Impressive spaciousness forms the new main entrance to Amsterdam UMC. The glass architecture draws lines on a continuous floor mosaic. The Atrium is about the beauty of life. A place where not care comes first but the experience of openness, light and greenery. A well-being before the visitor reaches their destination. The sparkle makes the grand tangible, the emptiness offers space for individual interpretation, the atrium is simultaneously inside and outside.
The Atrium is one of the key elements of the Amsterdam UMC Master Plan. The Master Plan envisages a ring-shaped extension of the hospital around a 100x100m Botanical Garden. A colonnade threads the buildings around the garden, forming the transition between inside and outside and turning the Botanical Garden into a hortus conclusus. The ring of buildings is broken up once. In this opening, the Atrium forms a space where the cosmopolitan dynamism of Zuidas and the stillness of the enclosed garden meet. The entrance to the hospital becomes a public void in which different realities find a place.
Imaging and Adore
Two Amsterdam UMC buildings flank the Atrium, Imaging and Adore. Both bring together diagnostics, research and care. Imaging combines the care of Radiology and Nuclear Medicine with research and the development and preparation of medicines. It has highly sophisticated equipment such as MRIs, CTs, PET scanners, optical equipment and cyclotrons (particle accelerators).
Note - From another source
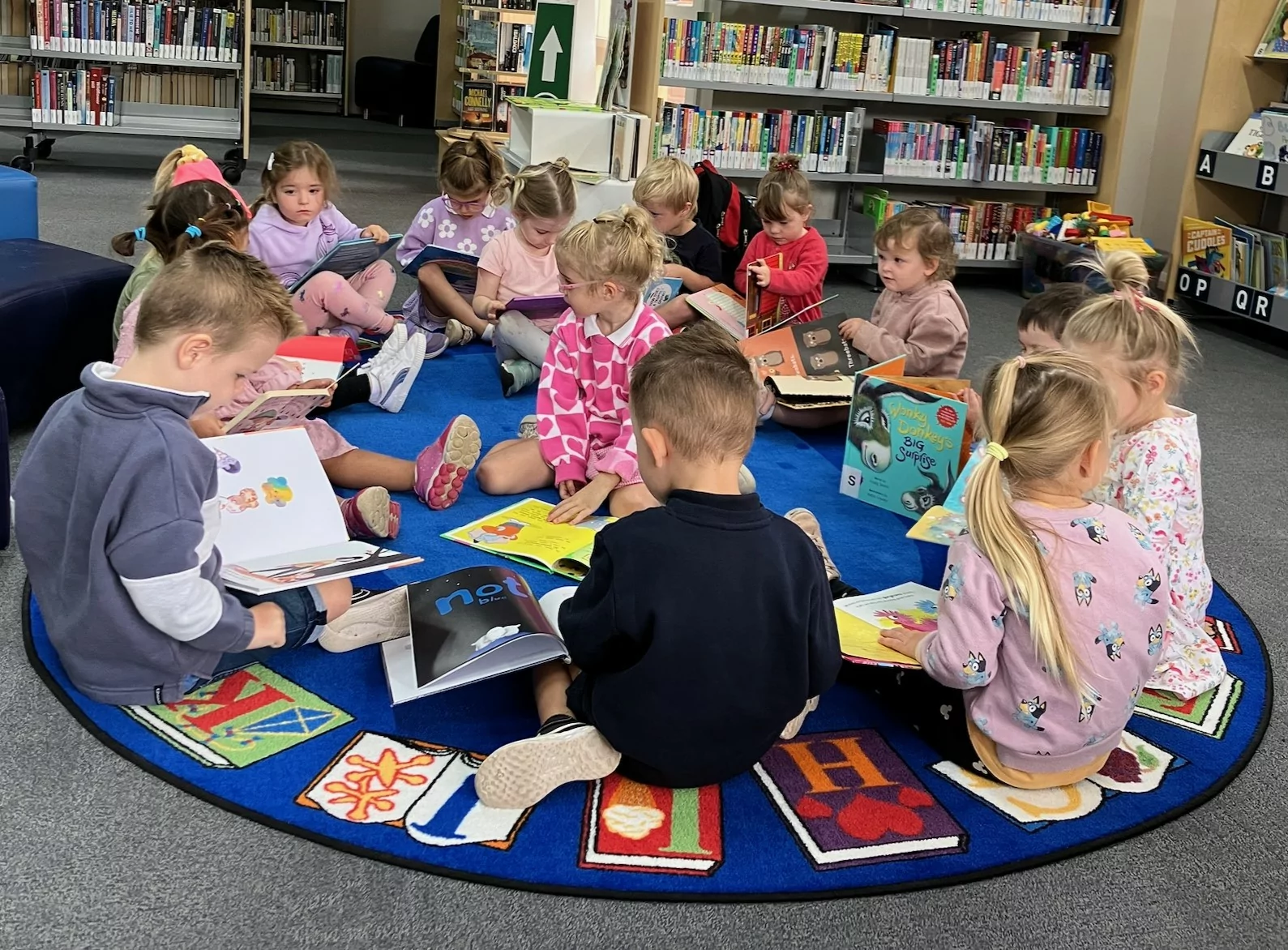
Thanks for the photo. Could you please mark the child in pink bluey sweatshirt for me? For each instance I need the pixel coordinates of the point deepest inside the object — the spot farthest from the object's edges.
(297, 225)
(585, 443)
Adore brings oncology and neuroscience together. Amsterdam UMC believes that the best results in the fight against cancer or against neurodegenerative diseases are achieved when patient experiences and research lines are not separate worlds, but can be tested against each other again and again. This requires a physical environment that makes this possible. Within Adore, the Atrium is a key moment, where patient, doctor and researcher meet. This is where the cross-pollination takes place that allows us to look beyond the boundaries of conditions, roles and specialisms.
Tactile design
Despite its large size, the Atrium’s space is tactile and touchable. The lens-shaped roof shape translates into an irregular pattern of glass surfaces in the façade that materialises visibility.Black snap frames on the outside abstract the volume and contrast with the white window frames in the interior.Open views of the facades of adjacent buildings turn the Atrium into a covered outdoor space.The abundant light and the unobstructed view of the botanical garden behind complete the atmospheric architecture.
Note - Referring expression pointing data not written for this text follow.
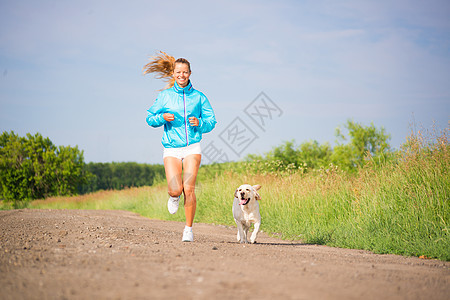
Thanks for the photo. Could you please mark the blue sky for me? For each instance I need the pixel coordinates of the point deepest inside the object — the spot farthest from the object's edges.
(72, 70)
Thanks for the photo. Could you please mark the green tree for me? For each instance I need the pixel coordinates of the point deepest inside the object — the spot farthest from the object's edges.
(32, 167)
(364, 142)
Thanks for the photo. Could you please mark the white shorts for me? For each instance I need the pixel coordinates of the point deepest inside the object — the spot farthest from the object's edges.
(182, 152)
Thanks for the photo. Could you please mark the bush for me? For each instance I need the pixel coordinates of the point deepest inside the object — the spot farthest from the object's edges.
(32, 167)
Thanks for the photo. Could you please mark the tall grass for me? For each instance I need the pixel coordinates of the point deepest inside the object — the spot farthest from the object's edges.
(400, 207)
In the finishes, a balanced palette of materials, colours and details achieves a refined public character.
In this way, the inviting character of the Atrium is combined with sheltered and calm qualities. Hospitality and well-being take shape through an inner world of seating, greenery, art, a reading table and a terrace on the first floor. At height, a staircase to the second floor leads to an outdoor terrace with an unobstructed view of the Botanical Garden.
The Botanical Corridor
Of all the elements, the floor is the most tangible part of the Atrium. The tile mosaic is colourful and varied, a feast for the eyes. It gives a structure, hold on to it, but at the same time breaks it up. This frees up the space without letting go of the visitor.
Exactly what a pastoral environment should be.
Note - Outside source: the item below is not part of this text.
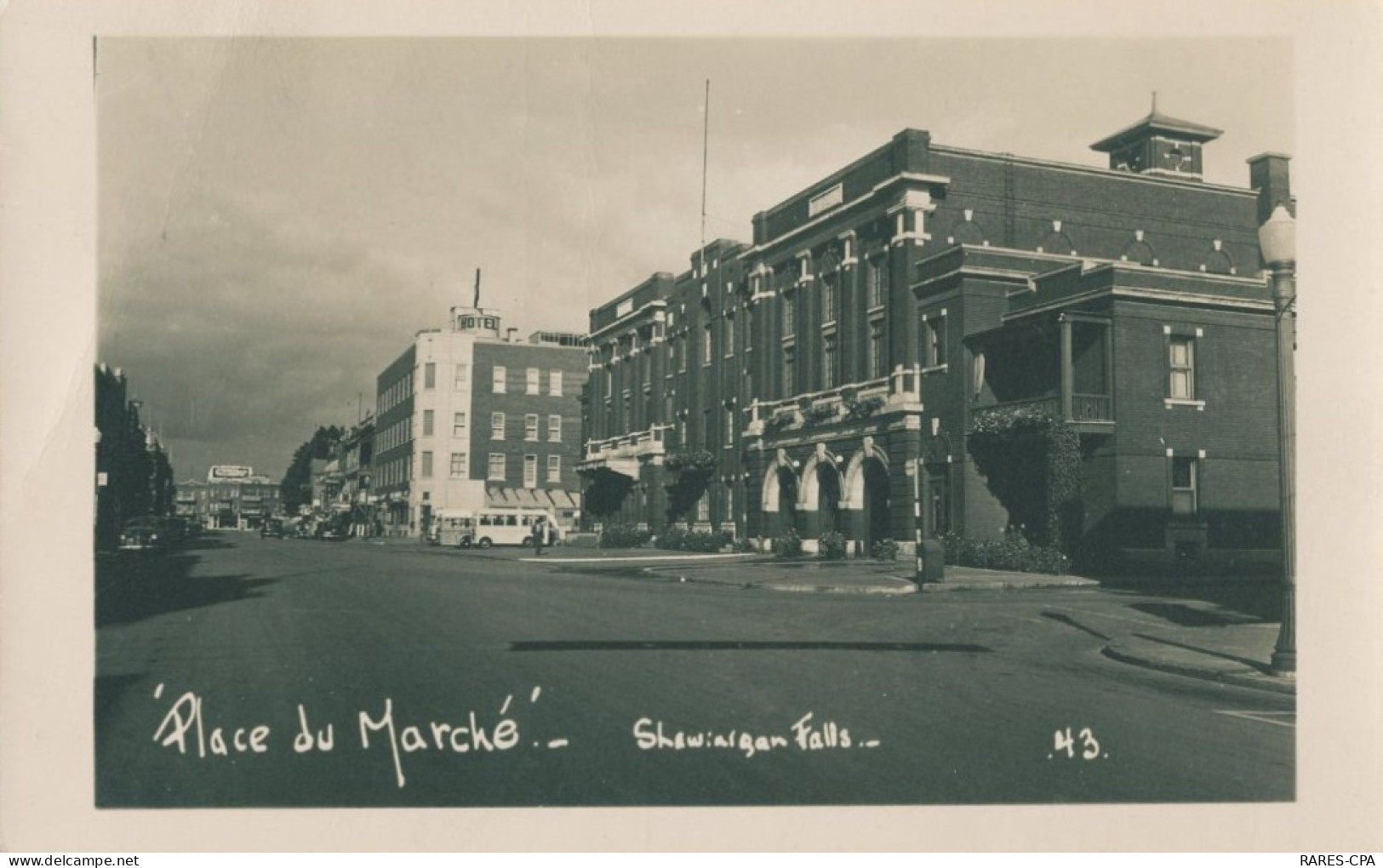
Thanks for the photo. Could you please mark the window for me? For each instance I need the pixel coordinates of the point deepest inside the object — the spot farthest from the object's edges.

The floor communicates with everyone, but no one sees the same thing.Abstract floral motifs demand attention and challenge recognition.The combination of mathematical and poetic properties is of all times, places and cultures.
The form it takes in the Atrium is unique and one-off. There is no room for indifference. The love and care that made the floor transfers to people. The floor is part of the botanical carpet from the Botanical Garden to the other side of Van der Boechorststraat. Conversely, the floor is an announcement that makes the Botanical Garden’s invisible presence tangible.